The report documents a very steep rise in induction rates in the July 95 - June 96 year but this is thought to be partly
explained by changes in coding practice. Nevertheless, we now have a national rate of 21.5%. The rate reported from the
US is 18.4% in 1997; though these figures have been shown to be under-reported. Inductions, like other procedures, are
less common in Maori, Pacific Island and women from more deprived areas. Like Caesarean sections, these differences
cannot be explained by clinical need. While some increase in inductions may be justified by changes in what is
considered to be best evidence-based practice, this does not explain our overall high levels and the even higher rates
in some units. Again there are issues for discussion at the professional and provider level.
Instrumental vaginal deliveries
Rates for forceps and vacuum extraction (Ventouse) deliveries have declined very slightly over the 10 year period from
12.4% to 11%. US national data show a steady rate at about 9%. Both here and in the US there is a tendency for Ventouse
deliveries to rise in frequency while forceps decline. There is evidence that Ventouse carries less risk of damage to
the mother and this may explain its increasing use.
The report questions the accuracy of the figures for rates of episiotomy (a minor surgical procedure involving cutting
the woman’s perineum to allow the baby to be delivered more easily). However, even if the actual rates are somewhat
higher than reported, it is likely that the downward trend in rates is real (from 13.2% to 6.4%). Given the discomfort
and morbidity associated with the procedure, a drop in its frequency would generally be considered a positive result.

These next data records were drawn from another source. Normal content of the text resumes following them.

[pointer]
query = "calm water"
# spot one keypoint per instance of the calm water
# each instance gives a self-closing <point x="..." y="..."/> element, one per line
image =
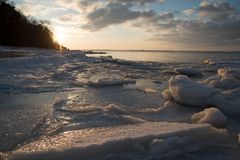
<point x="169" y="56"/>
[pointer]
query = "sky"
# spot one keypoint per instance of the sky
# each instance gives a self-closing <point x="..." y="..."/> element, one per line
<point x="212" y="25"/>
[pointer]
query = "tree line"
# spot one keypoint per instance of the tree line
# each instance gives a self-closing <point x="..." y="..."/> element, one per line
<point x="18" y="30"/>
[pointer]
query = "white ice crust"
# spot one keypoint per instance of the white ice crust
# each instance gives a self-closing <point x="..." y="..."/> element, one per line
<point x="210" y="115"/>
<point x="149" y="140"/>
<point x="188" y="71"/>
<point x="220" y="91"/>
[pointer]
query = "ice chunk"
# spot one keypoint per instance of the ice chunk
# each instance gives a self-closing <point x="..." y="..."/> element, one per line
<point x="229" y="72"/>
<point x="167" y="95"/>
<point x="110" y="82"/>
<point x="209" y="61"/>
<point x="145" y="140"/>
<point x="150" y="90"/>
<point x="188" y="71"/>
<point x="185" y="91"/>
<point x="210" y="115"/>
<point x="224" y="83"/>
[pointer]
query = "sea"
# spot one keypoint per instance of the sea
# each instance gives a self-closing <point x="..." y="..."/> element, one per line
<point x="78" y="105"/>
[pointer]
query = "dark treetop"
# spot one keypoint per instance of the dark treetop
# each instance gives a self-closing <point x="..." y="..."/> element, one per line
<point x="18" y="30"/>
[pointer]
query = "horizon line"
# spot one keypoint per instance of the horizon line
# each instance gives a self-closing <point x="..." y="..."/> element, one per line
<point x="149" y="50"/>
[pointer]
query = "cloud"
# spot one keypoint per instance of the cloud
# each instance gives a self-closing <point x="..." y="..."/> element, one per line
<point x="216" y="11"/>
<point x="113" y="13"/>
<point x="188" y="12"/>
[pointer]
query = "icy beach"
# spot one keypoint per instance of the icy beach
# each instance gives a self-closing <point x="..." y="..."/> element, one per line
<point x="72" y="105"/>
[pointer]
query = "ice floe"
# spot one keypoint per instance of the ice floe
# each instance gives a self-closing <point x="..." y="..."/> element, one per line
<point x="210" y="115"/>
<point x="145" y="140"/>
<point x="188" y="92"/>
<point x="229" y="72"/>
<point x="110" y="82"/>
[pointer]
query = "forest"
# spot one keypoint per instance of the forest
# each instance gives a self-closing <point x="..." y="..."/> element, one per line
<point x="18" y="30"/>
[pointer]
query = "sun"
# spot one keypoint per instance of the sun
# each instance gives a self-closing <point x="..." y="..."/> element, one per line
<point x="59" y="37"/>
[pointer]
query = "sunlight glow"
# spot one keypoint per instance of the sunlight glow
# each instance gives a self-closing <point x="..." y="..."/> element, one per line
<point x="59" y="37"/>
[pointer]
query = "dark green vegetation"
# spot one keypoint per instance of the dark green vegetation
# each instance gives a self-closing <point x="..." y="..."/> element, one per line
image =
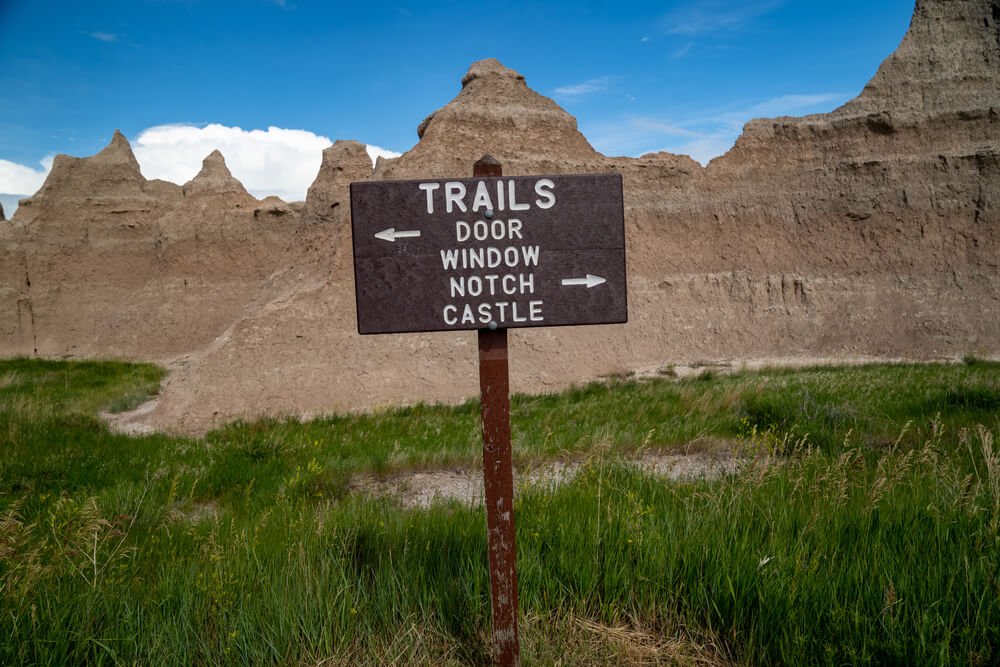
<point x="863" y="527"/>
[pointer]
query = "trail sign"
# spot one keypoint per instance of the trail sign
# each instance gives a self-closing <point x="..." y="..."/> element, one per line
<point x="475" y="253"/>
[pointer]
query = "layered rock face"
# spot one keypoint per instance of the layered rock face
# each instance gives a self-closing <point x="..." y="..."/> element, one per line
<point x="868" y="232"/>
<point x="104" y="263"/>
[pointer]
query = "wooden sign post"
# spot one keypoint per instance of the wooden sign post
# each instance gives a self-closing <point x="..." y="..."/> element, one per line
<point x="487" y="254"/>
<point x="498" y="476"/>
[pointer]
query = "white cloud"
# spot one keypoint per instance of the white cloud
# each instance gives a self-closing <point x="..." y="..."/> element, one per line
<point x="18" y="179"/>
<point x="275" y="161"/>
<point x="586" y="88"/>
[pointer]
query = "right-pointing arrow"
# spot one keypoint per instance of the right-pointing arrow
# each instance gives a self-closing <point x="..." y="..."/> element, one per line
<point x="589" y="281"/>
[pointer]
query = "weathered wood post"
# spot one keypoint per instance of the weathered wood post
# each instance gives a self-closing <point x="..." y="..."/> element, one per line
<point x="498" y="475"/>
<point x="487" y="254"/>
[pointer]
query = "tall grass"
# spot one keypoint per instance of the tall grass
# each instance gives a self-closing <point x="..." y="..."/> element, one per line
<point x="863" y="528"/>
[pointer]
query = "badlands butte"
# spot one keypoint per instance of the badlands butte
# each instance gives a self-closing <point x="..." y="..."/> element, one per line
<point x="868" y="232"/>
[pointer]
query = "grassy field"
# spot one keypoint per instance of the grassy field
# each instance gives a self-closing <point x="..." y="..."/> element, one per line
<point x="863" y="527"/>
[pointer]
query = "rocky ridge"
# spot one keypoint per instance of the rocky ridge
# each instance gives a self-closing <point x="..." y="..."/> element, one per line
<point x="871" y="231"/>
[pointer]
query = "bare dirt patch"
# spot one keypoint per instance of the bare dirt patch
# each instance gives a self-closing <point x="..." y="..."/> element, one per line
<point x="422" y="488"/>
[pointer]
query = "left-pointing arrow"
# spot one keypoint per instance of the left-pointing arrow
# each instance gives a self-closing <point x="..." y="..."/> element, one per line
<point x="391" y="234"/>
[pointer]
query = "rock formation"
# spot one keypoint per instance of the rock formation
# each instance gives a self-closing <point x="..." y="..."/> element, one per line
<point x="871" y="231"/>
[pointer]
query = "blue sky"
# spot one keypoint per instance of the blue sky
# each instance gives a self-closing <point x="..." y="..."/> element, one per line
<point x="180" y="77"/>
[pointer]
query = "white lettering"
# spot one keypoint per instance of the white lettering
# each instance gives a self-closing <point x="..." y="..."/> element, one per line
<point x="482" y="198"/>
<point x="543" y="188"/>
<point x="512" y="199"/>
<point x="475" y="285"/>
<point x="530" y="254"/>
<point x="527" y="285"/>
<point x="514" y="229"/>
<point x="513" y="314"/>
<point x="535" y="311"/>
<point x="453" y="194"/>
<point x="429" y="189"/>
<point x="449" y="259"/>
<point x="467" y="316"/>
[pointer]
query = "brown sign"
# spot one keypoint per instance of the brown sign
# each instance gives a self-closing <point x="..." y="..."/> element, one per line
<point x="476" y="253"/>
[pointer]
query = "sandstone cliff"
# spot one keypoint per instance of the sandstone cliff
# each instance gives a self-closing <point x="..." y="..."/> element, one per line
<point x="868" y="232"/>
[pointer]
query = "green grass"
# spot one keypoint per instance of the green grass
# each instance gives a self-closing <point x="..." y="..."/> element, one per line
<point x="863" y="529"/>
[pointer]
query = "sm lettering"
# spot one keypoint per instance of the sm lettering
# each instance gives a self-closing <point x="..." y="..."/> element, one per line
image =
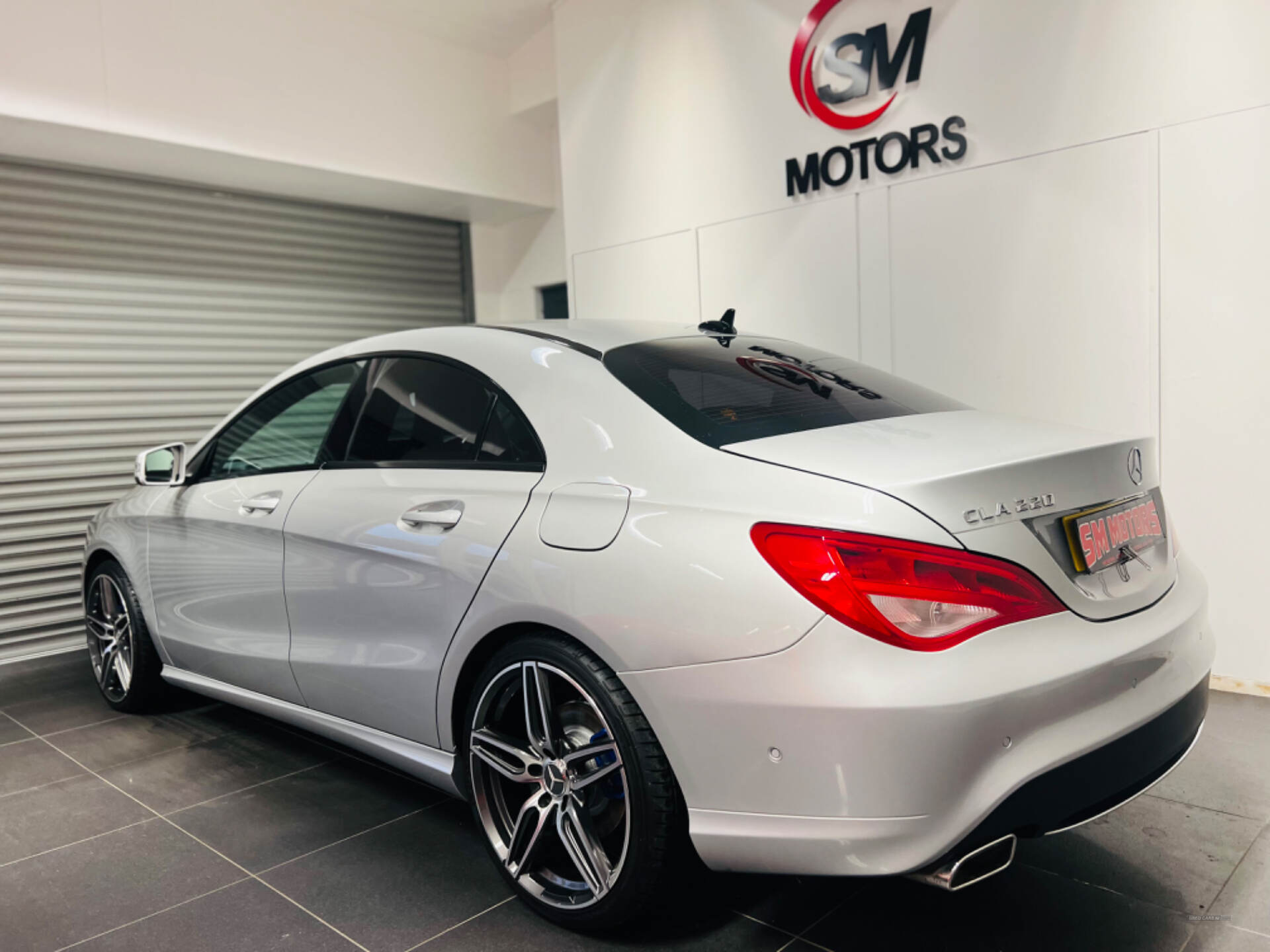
<point x="853" y="56"/>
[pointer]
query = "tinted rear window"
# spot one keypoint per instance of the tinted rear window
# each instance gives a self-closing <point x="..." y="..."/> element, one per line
<point x="727" y="390"/>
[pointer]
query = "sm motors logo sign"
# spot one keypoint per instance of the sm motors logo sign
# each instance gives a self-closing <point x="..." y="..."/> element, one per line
<point x="849" y="80"/>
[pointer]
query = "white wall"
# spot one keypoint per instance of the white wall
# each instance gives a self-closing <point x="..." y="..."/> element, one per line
<point x="314" y="83"/>
<point x="1214" y="358"/>
<point x="1029" y="287"/>
<point x="1095" y="258"/>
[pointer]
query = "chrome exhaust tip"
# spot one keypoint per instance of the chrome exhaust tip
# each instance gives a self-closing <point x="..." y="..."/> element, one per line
<point x="976" y="866"/>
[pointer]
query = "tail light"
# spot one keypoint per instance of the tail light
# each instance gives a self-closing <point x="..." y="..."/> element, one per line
<point x="911" y="594"/>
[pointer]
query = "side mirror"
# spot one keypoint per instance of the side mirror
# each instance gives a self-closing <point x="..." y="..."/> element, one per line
<point x="161" y="466"/>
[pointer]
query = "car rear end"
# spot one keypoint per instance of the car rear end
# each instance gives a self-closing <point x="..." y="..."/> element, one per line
<point x="1044" y="666"/>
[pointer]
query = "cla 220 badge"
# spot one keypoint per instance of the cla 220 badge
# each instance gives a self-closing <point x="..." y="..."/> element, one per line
<point x="1007" y="509"/>
<point x="847" y="63"/>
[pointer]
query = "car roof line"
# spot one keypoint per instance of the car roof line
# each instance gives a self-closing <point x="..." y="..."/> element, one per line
<point x="545" y="335"/>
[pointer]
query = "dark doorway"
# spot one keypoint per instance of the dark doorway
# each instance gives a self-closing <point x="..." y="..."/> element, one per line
<point x="556" y="301"/>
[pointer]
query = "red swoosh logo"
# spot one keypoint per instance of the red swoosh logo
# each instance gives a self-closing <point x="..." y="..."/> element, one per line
<point x="800" y="78"/>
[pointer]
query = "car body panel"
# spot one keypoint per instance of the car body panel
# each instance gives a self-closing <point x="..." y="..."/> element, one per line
<point x="351" y="557"/>
<point x="887" y="756"/>
<point x="216" y="576"/>
<point x="986" y="477"/>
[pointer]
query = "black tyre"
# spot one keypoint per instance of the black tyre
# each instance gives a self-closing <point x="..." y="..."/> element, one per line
<point x="575" y="797"/>
<point x="125" y="662"/>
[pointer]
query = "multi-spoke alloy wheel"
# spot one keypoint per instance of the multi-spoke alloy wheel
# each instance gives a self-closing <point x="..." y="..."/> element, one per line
<point x="570" y="783"/>
<point x="118" y="643"/>
<point x="110" y="637"/>
<point x="550" y="785"/>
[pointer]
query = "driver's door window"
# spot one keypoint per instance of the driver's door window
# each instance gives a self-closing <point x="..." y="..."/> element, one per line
<point x="287" y="428"/>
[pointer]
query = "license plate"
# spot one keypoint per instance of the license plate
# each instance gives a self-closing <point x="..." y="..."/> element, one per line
<point x="1100" y="536"/>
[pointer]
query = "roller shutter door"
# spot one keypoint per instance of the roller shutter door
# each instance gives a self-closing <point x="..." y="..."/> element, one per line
<point x="135" y="313"/>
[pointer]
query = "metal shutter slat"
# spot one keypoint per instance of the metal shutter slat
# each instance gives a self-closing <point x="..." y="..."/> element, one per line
<point x="124" y="307"/>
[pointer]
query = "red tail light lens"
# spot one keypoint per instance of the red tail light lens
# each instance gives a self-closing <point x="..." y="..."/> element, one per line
<point x="911" y="594"/>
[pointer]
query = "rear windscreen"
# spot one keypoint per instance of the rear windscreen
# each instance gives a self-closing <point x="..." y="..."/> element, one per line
<point x="726" y="390"/>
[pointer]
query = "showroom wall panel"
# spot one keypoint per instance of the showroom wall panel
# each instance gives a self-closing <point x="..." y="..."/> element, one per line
<point x="1093" y="259"/>
<point x="789" y="273"/>
<point x="654" y="280"/>
<point x="1029" y="287"/>
<point x="1214" y="347"/>
<point x="135" y="313"/>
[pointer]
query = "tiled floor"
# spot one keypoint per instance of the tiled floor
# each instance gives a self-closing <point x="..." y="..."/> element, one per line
<point x="206" y="828"/>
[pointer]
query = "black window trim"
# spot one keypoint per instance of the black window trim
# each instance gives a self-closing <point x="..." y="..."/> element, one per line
<point x="370" y="372"/>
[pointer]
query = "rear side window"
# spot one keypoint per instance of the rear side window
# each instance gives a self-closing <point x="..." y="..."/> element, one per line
<point x="508" y="437"/>
<point x="429" y="413"/>
<point x="728" y="390"/>
<point x="421" y="411"/>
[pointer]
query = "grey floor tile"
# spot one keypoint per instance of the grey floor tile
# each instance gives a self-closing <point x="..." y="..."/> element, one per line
<point x="1173" y="855"/>
<point x="789" y="903"/>
<point x="127" y="738"/>
<point x="513" y="927"/>
<point x="400" y="884"/>
<point x="63" y="813"/>
<point x="1020" y="909"/>
<point x="41" y="677"/>
<point x="32" y="763"/>
<point x="74" y="706"/>
<point x="282" y="819"/>
<point x="187" y="776"/>
<point x="80" y="891"/>
<point x="1230" y="767"/>
<point x="247" y="917"/>
<point x="1218" y="937"/>
<point x="11" y="731"/>
<point x="1246" y="896"/>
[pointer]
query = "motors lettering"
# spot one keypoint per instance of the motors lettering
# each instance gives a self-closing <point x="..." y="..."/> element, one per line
<point x="892" y="154"/>
<point x="1108" y="535"/>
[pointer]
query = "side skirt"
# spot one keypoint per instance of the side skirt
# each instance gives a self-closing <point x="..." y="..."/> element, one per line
<point x="431" y="766"/>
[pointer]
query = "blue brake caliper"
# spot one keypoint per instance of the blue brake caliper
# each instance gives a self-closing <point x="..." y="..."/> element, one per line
<point x="610" y="786"/>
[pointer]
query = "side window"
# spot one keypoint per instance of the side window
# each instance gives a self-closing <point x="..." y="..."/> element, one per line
<point x="508" y="437"/>
<point x="286" y="428"/>
<point x="422" y="411"/>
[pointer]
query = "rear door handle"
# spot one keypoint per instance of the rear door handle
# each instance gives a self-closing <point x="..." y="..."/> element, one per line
<point x="262" y="504"/>
<point x="441" y="516"/>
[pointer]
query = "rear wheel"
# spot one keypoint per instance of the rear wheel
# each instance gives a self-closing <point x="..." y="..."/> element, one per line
<point x="125" y="662"/>
<point x="570" y="783"/>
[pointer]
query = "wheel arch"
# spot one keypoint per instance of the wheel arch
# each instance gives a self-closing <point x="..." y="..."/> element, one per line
<point x="473" y="663"/>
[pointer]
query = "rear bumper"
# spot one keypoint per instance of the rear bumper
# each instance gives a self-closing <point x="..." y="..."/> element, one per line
<point x="889" y="760"/>
<point x="1096" y="783"/>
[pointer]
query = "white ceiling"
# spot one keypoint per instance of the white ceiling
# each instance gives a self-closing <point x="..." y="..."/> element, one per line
<point x="495" y="27"/>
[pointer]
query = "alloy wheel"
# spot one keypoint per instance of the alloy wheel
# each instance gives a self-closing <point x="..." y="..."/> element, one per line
<point x="550" y="785"/>
<point x="110" y="637"/>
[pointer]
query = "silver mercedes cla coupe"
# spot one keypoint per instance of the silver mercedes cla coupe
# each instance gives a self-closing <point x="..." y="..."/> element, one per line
<point x="638" y="589"/>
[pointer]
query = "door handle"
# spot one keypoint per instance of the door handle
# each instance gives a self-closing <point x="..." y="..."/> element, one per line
<point x="265" y="503"/>
<point x="441" y="516"/>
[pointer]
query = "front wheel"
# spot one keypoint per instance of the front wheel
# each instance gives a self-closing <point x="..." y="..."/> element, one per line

Epidural analgesia The data on epidural analgesia (a spinal injection to kill the pain of labour) shows that the
procedure was not recorded before June 1994 (although it was perfomed). Since then, however, there has been a rising
rate until the present national rate of 24% with some hospitals having closer to 40%. Information gathered by some
hospitals internally shows an even higher rate than that (e.g. 57% for Wellington Women's Hospital in 1997).
Availability of personnel skilled in the procedure (mostly anaesthetists) tends to be the limiting factor in some places
where the demand is not sufficient to warrant a dedicated obstetric anaesthetic service (or, conversely, availability of
such a service tends to stimulate demand). The report shows that epidurals are a very considerably more common procedure
in women who are neither Maori nor Pacific women and in those from least deprived areas.